Credit: Philip Patenall/Springer Nature Limited

Although MS is a demyelinating disease, grey matter lesions and atrophy are thought to underlie the accumulation of disability. However, knowledge of the mechanisms that lead to this grey matter damage is limited, partly because the most widely used animal model of MS — experimental autoimmune encephalitis (EAE) — does not recapitulate this aspect of the disease.

“There are numerous EAE models; however, in virtually all models the inflammatory lesions reside within the CNS white matter, and these are mainly located within the spinal cord,” explains Alexander Flügel, a senior author of the new study. “Lesions within the grey matter, in particular in brain cortical areas, are virtually absent. My colleagues and I were always puzzled by this limitation and were not satisfied by the hypothesis that T cell-independent disease mechanisms should cause this extensive cortical grey matter damage.”

To probe this problem, Flügel and colleagues went back to the drawing board and designed a different version of EAE in Lewis rats. Rather than using myelin antigens to trigger the condition, as in all existing versions of the model, they developed T cells that were reactive against β-synuclein. This protein is abundant in grey matter and has previously been identified as a possible autoimmune antigen.

Introduction of the β-synuclein-reactive T cells into wild-type rats caused severe neurological disease that differed from traditional EAE. Symptoms included paralysis, stereotypical scratching movements and ataxia.

“This came as a surprise because most neuronal antigens tested beforehand had induced only very weak disease signs, if any,” explains Francesca Odoardi, the co-senior author of the study. “The biggest surprise, however, came when we analysed the animals histologically. Almost exclusively, the CNS grey matter was inflamed, in particular the brain cortex.”

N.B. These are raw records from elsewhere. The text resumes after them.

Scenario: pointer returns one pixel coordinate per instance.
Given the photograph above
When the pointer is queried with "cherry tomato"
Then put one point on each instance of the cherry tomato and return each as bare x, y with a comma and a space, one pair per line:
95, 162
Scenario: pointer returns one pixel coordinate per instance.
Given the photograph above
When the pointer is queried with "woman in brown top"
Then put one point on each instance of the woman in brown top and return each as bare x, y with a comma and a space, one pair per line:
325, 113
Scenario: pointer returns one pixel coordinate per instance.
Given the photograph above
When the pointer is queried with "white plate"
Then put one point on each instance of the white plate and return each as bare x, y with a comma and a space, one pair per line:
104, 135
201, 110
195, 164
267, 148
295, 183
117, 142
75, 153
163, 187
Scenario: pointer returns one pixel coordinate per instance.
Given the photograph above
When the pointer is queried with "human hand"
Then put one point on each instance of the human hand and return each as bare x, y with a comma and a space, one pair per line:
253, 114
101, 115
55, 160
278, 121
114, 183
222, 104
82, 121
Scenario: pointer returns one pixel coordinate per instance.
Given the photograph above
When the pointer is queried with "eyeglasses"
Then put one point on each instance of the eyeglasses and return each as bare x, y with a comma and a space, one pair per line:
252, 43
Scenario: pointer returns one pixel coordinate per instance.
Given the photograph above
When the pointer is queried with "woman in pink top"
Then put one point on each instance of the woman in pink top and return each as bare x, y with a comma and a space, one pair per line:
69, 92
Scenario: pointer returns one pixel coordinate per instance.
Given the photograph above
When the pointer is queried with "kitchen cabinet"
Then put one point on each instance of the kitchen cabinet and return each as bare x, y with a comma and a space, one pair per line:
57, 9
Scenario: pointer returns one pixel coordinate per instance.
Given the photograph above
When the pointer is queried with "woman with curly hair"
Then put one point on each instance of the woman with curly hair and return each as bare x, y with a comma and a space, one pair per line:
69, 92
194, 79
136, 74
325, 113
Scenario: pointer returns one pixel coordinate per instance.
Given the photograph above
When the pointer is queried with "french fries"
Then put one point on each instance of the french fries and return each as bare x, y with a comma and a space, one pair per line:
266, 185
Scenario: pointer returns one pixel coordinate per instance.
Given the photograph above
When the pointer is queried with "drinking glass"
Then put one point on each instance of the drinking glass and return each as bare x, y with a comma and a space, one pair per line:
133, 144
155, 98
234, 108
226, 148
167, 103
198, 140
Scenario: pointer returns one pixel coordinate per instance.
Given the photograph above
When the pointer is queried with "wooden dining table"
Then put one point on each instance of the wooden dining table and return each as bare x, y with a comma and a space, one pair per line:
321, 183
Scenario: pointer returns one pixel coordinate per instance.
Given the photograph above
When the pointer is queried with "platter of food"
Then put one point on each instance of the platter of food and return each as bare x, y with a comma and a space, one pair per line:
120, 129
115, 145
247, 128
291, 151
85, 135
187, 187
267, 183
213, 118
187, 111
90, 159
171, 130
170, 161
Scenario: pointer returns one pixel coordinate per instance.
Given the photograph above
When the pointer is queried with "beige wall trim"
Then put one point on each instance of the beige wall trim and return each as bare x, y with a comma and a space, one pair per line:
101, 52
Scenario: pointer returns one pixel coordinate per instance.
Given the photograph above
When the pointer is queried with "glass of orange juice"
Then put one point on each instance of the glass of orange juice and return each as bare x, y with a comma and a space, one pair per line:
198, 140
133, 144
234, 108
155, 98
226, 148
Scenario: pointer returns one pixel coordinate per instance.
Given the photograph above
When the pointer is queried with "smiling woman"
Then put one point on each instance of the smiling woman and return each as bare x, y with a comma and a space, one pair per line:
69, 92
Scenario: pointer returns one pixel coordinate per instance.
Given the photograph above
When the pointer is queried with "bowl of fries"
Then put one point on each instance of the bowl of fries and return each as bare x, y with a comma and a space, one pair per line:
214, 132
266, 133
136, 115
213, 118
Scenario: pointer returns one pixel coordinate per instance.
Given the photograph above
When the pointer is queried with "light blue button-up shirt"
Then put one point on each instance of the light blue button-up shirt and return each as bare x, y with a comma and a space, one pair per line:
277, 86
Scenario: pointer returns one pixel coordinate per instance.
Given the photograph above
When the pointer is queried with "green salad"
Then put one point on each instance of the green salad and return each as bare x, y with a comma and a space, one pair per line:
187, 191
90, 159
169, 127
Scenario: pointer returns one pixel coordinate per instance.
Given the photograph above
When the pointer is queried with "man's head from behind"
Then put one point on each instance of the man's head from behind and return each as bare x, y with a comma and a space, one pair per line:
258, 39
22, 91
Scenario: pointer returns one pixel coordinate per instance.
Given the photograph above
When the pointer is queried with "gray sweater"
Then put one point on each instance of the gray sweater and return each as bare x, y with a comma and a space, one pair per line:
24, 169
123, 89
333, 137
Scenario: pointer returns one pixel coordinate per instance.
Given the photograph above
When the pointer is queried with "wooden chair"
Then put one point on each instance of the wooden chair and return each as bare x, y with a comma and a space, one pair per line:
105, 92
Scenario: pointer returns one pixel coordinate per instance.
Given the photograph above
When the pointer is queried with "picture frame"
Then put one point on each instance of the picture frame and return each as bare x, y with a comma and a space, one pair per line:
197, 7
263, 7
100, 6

To confirm that the effects of the T cells were indeed mediated by their reactivity against β-synuclein, the researchers also made a T cell-receptor transgenic rat in which >95% of T cells were reactive against β-synuclein. T cells from these rats caused extensive grey matter lesions, and more than 80% of the transgenic rats developed disease.

To assess the relevance of the animal experiments to humans, Flügel and colleagues also examined reactivity of T cells to β-synuclein in healthy people and individuals with MS. Reactive T cells were observed in both groups, but their levels were higher in people with MS. Interestingly, levels of β-synuclein-reactive T cells were particularly high in people with chronic progressive MS.

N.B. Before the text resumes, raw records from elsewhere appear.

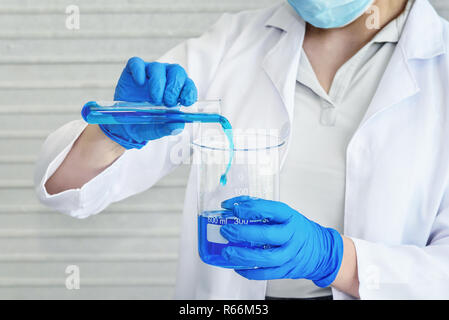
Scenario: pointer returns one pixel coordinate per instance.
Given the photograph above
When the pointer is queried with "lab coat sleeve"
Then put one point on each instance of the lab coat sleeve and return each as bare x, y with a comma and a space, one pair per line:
407, 271
136, 170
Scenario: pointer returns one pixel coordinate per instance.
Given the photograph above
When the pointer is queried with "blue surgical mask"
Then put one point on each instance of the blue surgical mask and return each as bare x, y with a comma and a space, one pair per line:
329, 14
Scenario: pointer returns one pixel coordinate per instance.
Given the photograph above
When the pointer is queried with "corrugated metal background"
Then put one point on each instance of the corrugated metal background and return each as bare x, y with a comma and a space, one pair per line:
46, 73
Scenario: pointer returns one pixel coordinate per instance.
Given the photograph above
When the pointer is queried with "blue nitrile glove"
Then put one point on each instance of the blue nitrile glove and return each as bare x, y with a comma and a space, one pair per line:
157, 83
297, 247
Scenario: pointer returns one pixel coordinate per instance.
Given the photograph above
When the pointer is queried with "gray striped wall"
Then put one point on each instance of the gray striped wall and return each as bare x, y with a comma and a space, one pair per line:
46, 73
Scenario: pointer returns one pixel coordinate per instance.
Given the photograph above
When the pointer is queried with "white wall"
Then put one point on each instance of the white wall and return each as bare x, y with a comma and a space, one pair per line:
46, 73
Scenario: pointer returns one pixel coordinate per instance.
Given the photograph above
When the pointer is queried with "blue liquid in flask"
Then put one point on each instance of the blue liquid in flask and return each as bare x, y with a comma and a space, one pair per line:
145, 113
211, 243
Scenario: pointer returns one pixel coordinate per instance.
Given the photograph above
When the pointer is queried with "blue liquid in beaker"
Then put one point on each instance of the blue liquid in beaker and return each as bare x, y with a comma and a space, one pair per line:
211, 243
140, 113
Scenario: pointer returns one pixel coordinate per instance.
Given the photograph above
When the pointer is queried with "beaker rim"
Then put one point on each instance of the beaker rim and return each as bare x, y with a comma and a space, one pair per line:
275, 145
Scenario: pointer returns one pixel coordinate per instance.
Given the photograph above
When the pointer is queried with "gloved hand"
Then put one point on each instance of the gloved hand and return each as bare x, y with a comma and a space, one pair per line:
154, 82
298, 247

“This is the first report that shows that T cell-mediated grey matter autoimmunity can evoke CNS atrophy and irreversible neuronal damage and loss,” says Flügel. “It is also the first report that indicates that β-synuclein reactivity of peripheral T cells could be significant in patients with MS.”

The researchers say that their model can be used to further study the mechanisms behind immune-mediated grey matter damage in MS. The next stage is to determine how their findings can be translated to benefit patients.

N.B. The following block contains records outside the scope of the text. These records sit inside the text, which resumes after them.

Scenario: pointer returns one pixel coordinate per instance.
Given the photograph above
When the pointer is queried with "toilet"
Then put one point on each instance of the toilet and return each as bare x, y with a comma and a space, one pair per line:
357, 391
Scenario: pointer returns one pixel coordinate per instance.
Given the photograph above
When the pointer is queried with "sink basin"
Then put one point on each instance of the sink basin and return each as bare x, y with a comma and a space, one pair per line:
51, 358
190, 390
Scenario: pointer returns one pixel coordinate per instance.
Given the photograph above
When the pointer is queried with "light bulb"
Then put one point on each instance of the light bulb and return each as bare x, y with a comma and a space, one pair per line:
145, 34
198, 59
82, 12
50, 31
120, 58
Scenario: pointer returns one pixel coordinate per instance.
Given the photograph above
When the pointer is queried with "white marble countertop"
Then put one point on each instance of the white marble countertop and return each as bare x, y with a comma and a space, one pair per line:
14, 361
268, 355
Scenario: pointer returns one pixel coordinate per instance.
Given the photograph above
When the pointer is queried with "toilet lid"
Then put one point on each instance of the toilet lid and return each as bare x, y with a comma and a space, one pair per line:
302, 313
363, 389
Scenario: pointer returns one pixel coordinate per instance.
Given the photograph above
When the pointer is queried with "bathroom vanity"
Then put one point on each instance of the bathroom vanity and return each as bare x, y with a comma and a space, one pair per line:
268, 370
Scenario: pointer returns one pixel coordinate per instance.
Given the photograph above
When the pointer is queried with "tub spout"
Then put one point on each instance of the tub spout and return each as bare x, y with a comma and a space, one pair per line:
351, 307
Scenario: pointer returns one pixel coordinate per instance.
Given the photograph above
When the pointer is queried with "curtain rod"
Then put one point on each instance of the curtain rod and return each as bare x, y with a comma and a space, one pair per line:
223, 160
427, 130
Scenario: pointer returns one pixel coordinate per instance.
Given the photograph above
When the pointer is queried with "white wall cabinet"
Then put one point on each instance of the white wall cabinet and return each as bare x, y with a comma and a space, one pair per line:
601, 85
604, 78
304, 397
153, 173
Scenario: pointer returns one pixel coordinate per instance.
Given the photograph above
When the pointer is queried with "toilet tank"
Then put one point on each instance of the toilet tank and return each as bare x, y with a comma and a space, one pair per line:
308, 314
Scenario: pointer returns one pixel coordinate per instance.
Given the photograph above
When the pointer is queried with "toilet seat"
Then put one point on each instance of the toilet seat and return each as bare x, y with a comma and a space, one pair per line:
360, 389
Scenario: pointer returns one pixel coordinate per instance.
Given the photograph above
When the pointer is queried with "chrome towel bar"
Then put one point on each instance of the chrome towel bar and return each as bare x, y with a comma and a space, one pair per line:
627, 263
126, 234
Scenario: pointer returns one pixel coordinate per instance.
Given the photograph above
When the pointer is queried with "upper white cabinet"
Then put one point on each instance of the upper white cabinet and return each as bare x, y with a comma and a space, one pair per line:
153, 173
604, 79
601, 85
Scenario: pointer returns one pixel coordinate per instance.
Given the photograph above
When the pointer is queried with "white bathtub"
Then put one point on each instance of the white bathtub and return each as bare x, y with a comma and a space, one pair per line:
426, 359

Introduction of the β-synuclein-reactive T cells … caused severe neurological disease that differed from traditional EAE

“We do not know when β-synuclein-reactive T cells arise and expand in MS and what functional relevance these have in the disease process, but we believe answers to these questions will provide prognostic and diagnostic measures,” says Flügel. “Furthermore, experimental studies might reveal new therapeutic targets through which neuronal damage in MS could be prevented or reduced, thereby stopping or slowing down disease progression in MS.”